Warum Salz im Boden ein wachsendes Problem ist
Salzhaltige Böden breiten sich weltweit aus, besonders in trockenen Mittelmeerregionen wie Marokko, wo diese Untersuchung durchgeführt wurde. Wenn Landwirtinnen und Landwirte brackiges Wasser zur Bewässerung nutzen, reichern sich Salze – vor allem Natrium und Chlorid – um die Pflanzenwurzeln an. Diese Anhäufung erschwert es den Pflanzen, Wasser aufzunehmen, stört ihre Nährstoffversorgung und schädigt langfristig die Bodenstruktur. Mit der Zeit können Felder so degradiert werden, dass Kulturen wie Hartweizen, ein Grundnahrungsmittel für Pasta, Couscous und Grieß, kaum noch wachsen.
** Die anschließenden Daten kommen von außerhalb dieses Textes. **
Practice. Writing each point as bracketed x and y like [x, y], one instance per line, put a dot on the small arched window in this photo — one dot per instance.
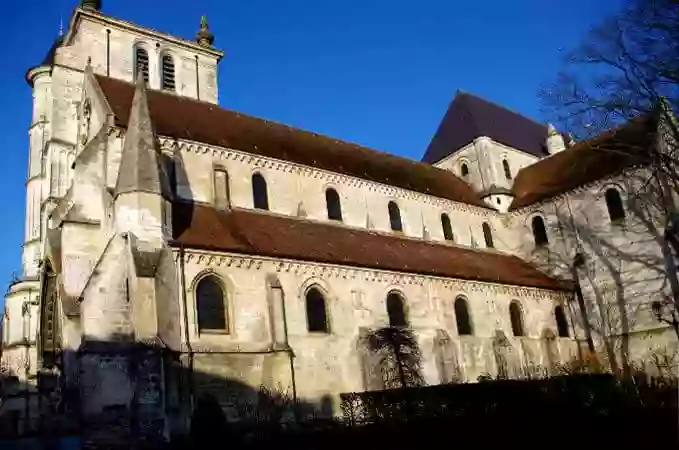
[260, 194]
[316, 313]
[464, 322]
[488, 235]
[516, 317]
[447, 228]
[396, 310]
[616, 210]
[211, 305]
[508, 171]
[141, 62]
[561, 322]
[333, 204]
[539, 231]
[168, 73]
[395, 217]
[222, 195]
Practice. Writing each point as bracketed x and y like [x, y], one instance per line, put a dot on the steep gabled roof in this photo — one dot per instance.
[586, 162]
[185, 118]
[264, 234]
[469, 117]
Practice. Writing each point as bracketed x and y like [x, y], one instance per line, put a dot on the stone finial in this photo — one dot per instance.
[140, 163]
[555, 142]
[205, 36]
[91, 4]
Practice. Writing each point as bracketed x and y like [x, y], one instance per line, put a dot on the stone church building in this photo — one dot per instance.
[174, 248]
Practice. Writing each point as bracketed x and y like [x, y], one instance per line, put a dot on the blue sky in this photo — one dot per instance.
[377, 72]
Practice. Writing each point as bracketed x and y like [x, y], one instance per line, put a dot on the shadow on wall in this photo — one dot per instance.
[117, 392]
[616, 249]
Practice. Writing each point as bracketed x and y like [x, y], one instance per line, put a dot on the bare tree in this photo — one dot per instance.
[627, 70]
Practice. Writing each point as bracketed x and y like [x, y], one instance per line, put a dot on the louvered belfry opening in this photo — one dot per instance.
[142, 63]
[168, 73]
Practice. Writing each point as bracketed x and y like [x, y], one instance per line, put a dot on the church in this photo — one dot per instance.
[174, 248]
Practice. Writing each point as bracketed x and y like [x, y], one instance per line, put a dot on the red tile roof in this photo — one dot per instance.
[586, 162]
[264, 234]
[189, 119]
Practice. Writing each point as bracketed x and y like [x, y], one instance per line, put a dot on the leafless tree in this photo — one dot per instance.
[627, 70]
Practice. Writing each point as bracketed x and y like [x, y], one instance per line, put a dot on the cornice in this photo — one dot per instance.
[215, 260]
[258, 161]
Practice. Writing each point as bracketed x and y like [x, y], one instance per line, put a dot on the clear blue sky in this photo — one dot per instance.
[377, 72]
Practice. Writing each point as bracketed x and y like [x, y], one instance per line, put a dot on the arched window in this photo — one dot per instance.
[396, 310]
[333, 204]
[488, 235]
[222, 195]
[464, 322]
[539, 231]
[141, 62]
[260, 195]
[211, 305]
[395, 217]
[447, 229]
[508, 171]
[168, 73]
[561, 322]
[516, 317]
[616, 210]
[316, 314]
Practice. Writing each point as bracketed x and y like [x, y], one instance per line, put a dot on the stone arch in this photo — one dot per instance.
[551, 350]
[50, 321]
[506, 356]
[211, 299]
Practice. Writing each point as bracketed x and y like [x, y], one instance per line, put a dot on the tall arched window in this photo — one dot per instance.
[539, 231]
[222, 195]
[141, 62]
[395, 217]
[396, 310]
[616, 210]
[488, 235]
[211, 305]
[561, 322]
[508, 171]
[333, 204]
[316, 313]
[168, 73]
[516, 317]
[447, 229]
[464, 322]
[260, 194]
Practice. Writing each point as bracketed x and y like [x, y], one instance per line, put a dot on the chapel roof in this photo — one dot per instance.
[265, 234]
[189, 119]
[586, 162]
[469, 117]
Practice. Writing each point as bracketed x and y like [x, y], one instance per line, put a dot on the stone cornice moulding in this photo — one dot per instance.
[170, 144]
[207, 259]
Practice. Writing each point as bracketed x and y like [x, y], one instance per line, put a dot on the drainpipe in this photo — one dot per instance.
[187, 335]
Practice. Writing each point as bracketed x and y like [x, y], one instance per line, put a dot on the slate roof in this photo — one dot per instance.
[264, 234]
[586, 162]
[185, 118]
[469, 117]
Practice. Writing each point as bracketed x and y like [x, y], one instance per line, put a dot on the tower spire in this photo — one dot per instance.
[140, 165]
[91, 4]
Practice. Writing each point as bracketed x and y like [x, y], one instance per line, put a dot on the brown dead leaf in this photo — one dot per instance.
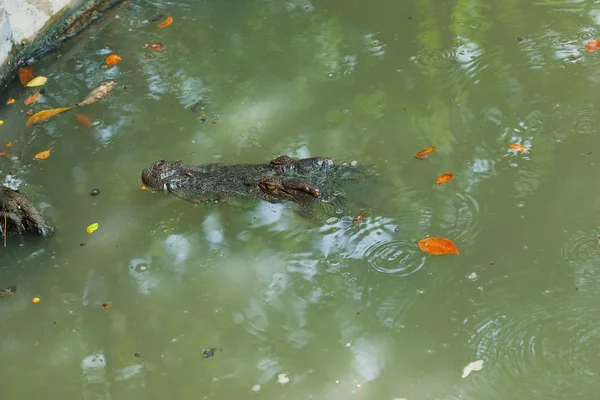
[32, 99]
[422, 153]
[25, 75]
[84, 120]
[44, 115]
[438, 246]
[518, 147]
[359, 218]
[42, 155]
[112, 60]
[167, 21]
[443, 178]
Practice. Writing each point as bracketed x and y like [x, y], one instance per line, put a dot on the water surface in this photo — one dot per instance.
[343, 311]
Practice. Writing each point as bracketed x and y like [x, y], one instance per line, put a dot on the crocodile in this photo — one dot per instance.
[19, 216]
[304, 182]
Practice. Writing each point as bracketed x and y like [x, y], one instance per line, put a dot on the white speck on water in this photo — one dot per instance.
[474, 366]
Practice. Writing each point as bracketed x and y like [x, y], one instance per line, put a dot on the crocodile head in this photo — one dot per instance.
[162, 173]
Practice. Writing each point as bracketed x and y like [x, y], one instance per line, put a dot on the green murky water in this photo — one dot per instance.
[344, 312]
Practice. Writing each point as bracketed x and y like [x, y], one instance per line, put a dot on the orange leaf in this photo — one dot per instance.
[42, 155]
[113, 59]
[44, 115]
[32, 99]
[422, 153]
[518, 147]
[168, 21]
[84, 120]
[592, 45]
[443, 178]
[438, 246]
[25, 75]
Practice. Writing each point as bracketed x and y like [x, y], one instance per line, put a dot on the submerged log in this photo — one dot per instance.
[19, 216]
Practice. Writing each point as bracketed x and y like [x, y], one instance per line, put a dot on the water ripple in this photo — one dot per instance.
[582, 248]
[540, 344]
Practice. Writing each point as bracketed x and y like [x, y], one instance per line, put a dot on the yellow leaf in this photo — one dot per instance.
[37, 81]
[42, 155]
[92, 228]
[44, 115]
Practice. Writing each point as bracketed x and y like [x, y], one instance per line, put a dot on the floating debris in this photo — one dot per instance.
[283, 378]
[474, 366]
[210, 352]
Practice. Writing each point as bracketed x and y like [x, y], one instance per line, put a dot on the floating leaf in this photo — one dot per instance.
[37, 81]
[42, 155]
[84, 120]
[91, 228]
[25, 75]
[32, 99]
[167, 21]
[359, 218]
[592, 45]
[422, 153]
[98, 93]
[112, 60]
[438, 246]
[44, 115]
[474, 366]
[443, 178]
[518, 147]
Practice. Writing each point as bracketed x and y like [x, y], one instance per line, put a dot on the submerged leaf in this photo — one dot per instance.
[422, 153]
[37, 81]
[32, 99]
[112, 60]
[473, 366]
[25, 75]
[443, 178]
[438, 246]
[84, 120]
[98, 93]
[42, 155]
[90, 229]
[518, 147]
[167, 21]
[44, 115]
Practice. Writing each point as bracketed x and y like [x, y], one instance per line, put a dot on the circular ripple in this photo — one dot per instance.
[541, 343]
[583, 248]
[395, 257]
[433, 58]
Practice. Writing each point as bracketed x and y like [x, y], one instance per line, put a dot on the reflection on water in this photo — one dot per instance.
[343, 311]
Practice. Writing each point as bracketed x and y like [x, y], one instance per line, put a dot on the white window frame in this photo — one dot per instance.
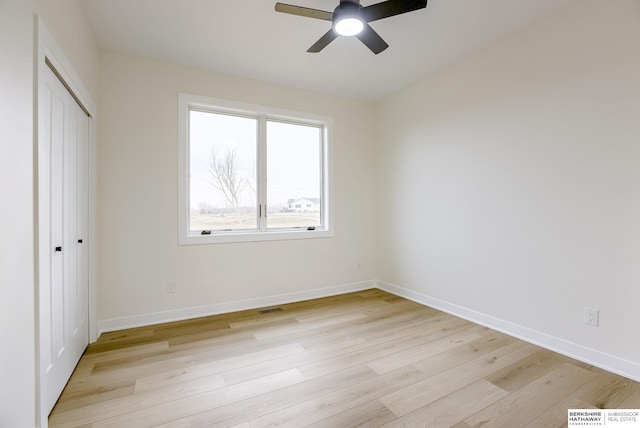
[187, 102]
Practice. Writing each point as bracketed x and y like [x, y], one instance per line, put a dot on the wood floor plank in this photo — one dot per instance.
[408, 399]
[185, 407]
[452, 408]
[520, 408]
[364, 359]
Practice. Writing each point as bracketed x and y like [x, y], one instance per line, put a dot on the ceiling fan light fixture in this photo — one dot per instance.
[348, 26]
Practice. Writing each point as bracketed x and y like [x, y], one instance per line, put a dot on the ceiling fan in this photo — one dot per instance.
[350, 18]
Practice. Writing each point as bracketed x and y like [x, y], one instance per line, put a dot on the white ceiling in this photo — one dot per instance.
[248, 38]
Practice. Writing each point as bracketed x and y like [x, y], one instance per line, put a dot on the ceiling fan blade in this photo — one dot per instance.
[391, 8]
[369, 37]
[322, 43]
[304, 11]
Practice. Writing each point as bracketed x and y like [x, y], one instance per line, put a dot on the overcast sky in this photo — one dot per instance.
[293, 157]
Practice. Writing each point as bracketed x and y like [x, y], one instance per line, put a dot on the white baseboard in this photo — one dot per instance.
[115, 324]
[590, 356]
[596, 358]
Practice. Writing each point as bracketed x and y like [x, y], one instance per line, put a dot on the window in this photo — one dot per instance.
[251, 173]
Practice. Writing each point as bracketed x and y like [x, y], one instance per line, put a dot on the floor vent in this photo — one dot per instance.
[268, 311]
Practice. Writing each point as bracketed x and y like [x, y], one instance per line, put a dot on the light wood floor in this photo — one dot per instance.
[362, 359]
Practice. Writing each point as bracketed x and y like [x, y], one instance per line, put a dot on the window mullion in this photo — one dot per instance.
[262, 172]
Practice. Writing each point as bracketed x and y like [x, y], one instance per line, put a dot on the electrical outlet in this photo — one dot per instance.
[171, 287]
[591, 316]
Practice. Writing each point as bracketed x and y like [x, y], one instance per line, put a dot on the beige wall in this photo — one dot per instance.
[138, 146]
[510, 183]
[66, 22]
[17, 359]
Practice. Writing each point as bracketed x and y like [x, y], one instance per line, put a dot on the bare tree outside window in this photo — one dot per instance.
[225, 177]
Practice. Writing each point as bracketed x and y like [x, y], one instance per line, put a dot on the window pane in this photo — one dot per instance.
[294, 175]
[222, 185]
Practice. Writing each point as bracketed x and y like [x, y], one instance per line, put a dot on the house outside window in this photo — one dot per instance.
[250, 173]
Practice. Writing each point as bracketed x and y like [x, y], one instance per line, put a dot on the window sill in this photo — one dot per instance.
[252, 236]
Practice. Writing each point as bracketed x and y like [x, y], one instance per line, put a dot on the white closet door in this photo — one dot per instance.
[63, 210]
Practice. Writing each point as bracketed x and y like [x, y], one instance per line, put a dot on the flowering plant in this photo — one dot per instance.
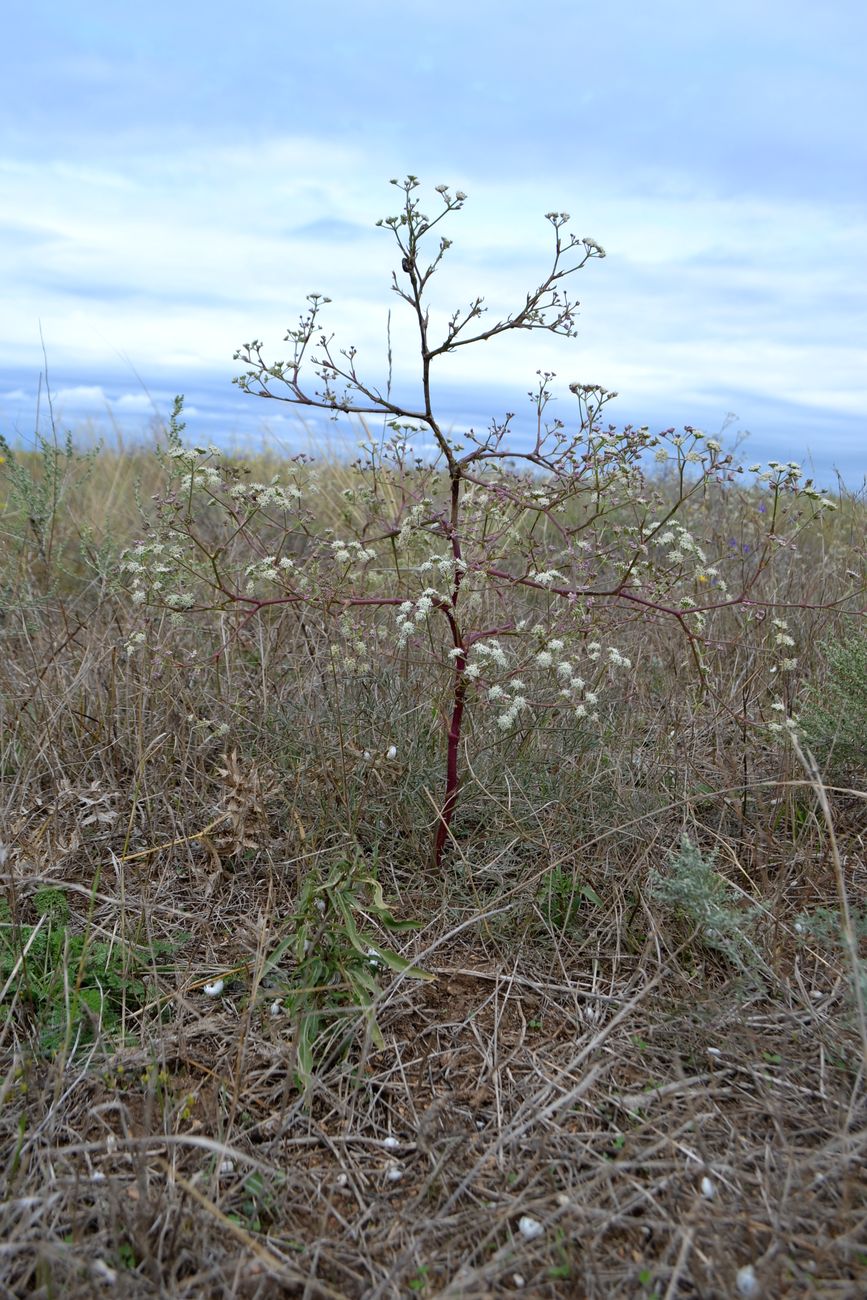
[432, 554]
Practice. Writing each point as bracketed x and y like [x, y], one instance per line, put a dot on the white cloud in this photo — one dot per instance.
[174, 260]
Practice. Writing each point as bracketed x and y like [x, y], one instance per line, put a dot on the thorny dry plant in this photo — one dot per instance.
[605, 1088]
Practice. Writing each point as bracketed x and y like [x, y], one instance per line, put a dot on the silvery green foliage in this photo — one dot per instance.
[833, 720]
[694, 892]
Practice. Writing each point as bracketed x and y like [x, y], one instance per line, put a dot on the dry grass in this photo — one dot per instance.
[581, 1057]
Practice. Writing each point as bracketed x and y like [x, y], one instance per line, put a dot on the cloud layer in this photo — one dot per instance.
[163, 200]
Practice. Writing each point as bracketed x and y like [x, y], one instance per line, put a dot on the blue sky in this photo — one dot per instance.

Da Prognosen zeigen, dass bis zur Mitte des Jahrhunderts bis zu die Hälfte der Ackerflächen von Salzwasser betroffen sein könnte, ist es dringend notwendig, Wege zu finden, Böden produktiv zu halten, ohne sich ausschließlich auf chemische Düngemittel zu verlassen.
Kompost als Bodenschutz testen
Das Forschungsteam baute im Gewächshaus eine in Marokko weit verbreitete Hartweizensorte, genannt Faraj, in Töpfen mit schluff-tonigem Boden an, der aus einer salzgefährdeten Gegend in der Nähe von Rabat stammte. Sie steuerten vier Salzstufen im Bewässerungswasser – von nahezu frisch bis stark salzhaltig – und kombinierten diese mit vier Kompostdosierungen: keine, gering, mittel und hoch. Der Kompost stammte aus pflanzenbasiertem Grünabfall, der aerob zersetzt und ausgereift war, ähnlich dem, was aus städtischen Parks oder Ernterückständen hergestellt werden könnte. Über die gesamte Wachstumsperiode verfolgten sie, wie der Kompost die Bodeneigenschaften, das Pflanzenwachstum (Höhe und Blattanzahl), die photosynthetische Gesundheit (über Chlorophyllfluoreszenz) und den Endertrag, einschließlich Körner und Stroh, veränderte.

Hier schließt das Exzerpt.